World Wars After the Fall of the Berlin Wall in 1989

The world hopes for peace after the end of the Cold War. But in reality, there are still many conflicts on Earth that are becoming increasingly complicated until now.

How did the structure of the conflict in the world change after the fall of the Berlin Wall?

It cannot be denied that the 20th century was marked by many wars. It is estimated that two world wars claimed up to 80 million lives. Then the Cold War era between the United States and Russia, two countries that were competing for their weapons at that time. These two giants demonstrate their strength not only in European soil but also in other parts of the world. In Asia, the Middle East, Africa, and Latin America, the strongest countries in the world are funding proxy wars.

Finally, in 1989, a peaceful revolution succeeded in bringing down the Iron Curtain regime. The cold war was declared over. “We hope that after the cold war, an era of peace will come,” said Sarah Brockmeier, a peace security expert for the United Nations at the Global Public Policy Institute, a think tank in Berlin.

Are there fewer wars now than in the past?

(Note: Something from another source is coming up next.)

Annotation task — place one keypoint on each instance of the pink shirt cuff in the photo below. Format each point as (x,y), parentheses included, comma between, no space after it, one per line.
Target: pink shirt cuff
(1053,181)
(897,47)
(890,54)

This hope is broken. There are still many conflicts that take place throughout the world. Since the mid-2000s, the number of conflicts in the world has continued to increase. Brockmeier: “There has always been conflicting, and there has been more violence – especially since the start of the war in Syria, more people have lost their lives.”

This is caused by a domestic conflict in the 1990s, where no one thought it would happen after the fall of the Berlin Wall, Brockmeier said. Like the Yugoslav war, in Sierra Leone, or in the Democratic Republic of the Congo. With the war in Mali starting in 2012 or Syria’s ongoing war beginning in 2011, this trend seems to remain.

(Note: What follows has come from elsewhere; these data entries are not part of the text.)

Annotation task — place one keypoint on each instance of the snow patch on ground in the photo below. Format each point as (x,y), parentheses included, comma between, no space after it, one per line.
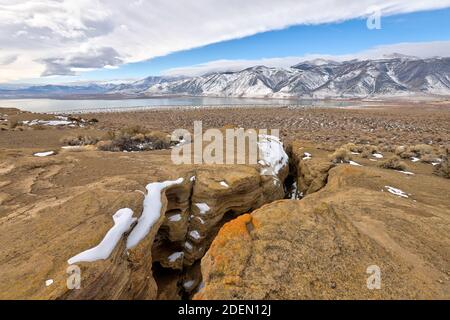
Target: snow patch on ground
(396,191)
(195,234)
(306,156)
(44,154)
(123,219)
(271,154)
(151,212)
(175,217)
(203,207)
(175,256)
(406,172)
(188,284)
(377,155)
(48,122)
(224,184)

In the last ten years, researchers from the Uppsala University Peace and Conflict Research Department noted that there were 23 wars and around 162 small-scale conflicts with fewer than 100 fatalities in one year.

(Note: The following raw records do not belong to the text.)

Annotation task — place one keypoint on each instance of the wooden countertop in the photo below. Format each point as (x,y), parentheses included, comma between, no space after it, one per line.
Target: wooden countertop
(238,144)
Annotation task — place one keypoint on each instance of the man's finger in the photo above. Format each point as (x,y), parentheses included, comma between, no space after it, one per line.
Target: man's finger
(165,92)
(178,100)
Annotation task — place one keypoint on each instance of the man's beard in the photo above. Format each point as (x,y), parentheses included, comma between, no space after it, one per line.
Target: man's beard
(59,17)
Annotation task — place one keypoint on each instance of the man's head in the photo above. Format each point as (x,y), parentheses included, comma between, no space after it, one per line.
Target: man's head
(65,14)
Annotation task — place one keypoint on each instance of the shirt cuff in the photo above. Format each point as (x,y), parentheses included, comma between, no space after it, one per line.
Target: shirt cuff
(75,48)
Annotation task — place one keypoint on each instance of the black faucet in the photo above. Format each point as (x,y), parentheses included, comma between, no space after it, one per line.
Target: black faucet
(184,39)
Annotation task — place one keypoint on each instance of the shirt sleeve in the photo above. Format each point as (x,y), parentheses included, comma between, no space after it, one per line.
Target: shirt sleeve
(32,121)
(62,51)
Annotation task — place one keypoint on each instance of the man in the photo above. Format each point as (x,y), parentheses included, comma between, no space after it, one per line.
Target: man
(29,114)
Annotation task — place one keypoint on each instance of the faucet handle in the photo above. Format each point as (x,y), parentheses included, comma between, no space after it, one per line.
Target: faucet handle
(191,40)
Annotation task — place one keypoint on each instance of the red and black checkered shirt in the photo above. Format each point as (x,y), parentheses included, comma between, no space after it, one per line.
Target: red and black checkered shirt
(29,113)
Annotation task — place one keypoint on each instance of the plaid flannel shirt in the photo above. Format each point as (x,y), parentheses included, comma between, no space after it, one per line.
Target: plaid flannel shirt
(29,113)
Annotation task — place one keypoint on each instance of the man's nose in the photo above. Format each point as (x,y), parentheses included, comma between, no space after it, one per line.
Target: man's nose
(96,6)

According to Brockmeier, the world has indeed become better at recognizing indications of conflict. However, people often cannot avoid it: “We have not learned to mobilize political desires early enough to be able to intervene before an armed conflict occurs.”

The conflict becomes wider and more complicated.

The war has become more complicated since the fall of the Berlin Wall. Especially with the help of technological advances and globalization. In addition to the two opposing parties involved in a war, often, other parties are involved. For example, by sending troops, sending weapons, or participating with military expertise or providing training to participate in the conflict. In the early 2000s, on average, only two or three external parties were involved in the conflict. In the following years, the average rose to four to five parties.

The main reason is the complicated conflict in the Middle East. For example, in the war against the Taliban in Afghanistan in 2009, 46 external parties took part in the fight against the Taliban. Parties included international alliances such as NATO, which in the case of Afghanistan became the leader of the International Security Assistance Force. At present, the war in Syria has also become as complex. Bloomberg noted there are ten main parties who have different interests, and this will continue to change.

Military budget spending is decreasing worldwide.

In 2017, countries around the world spent around € 1.8 trillion in their military interests. This figure is 2% of gross domestic product worldwide. Please note that this value has never been this big. In fact, global military spending has continued to decline in recent decades.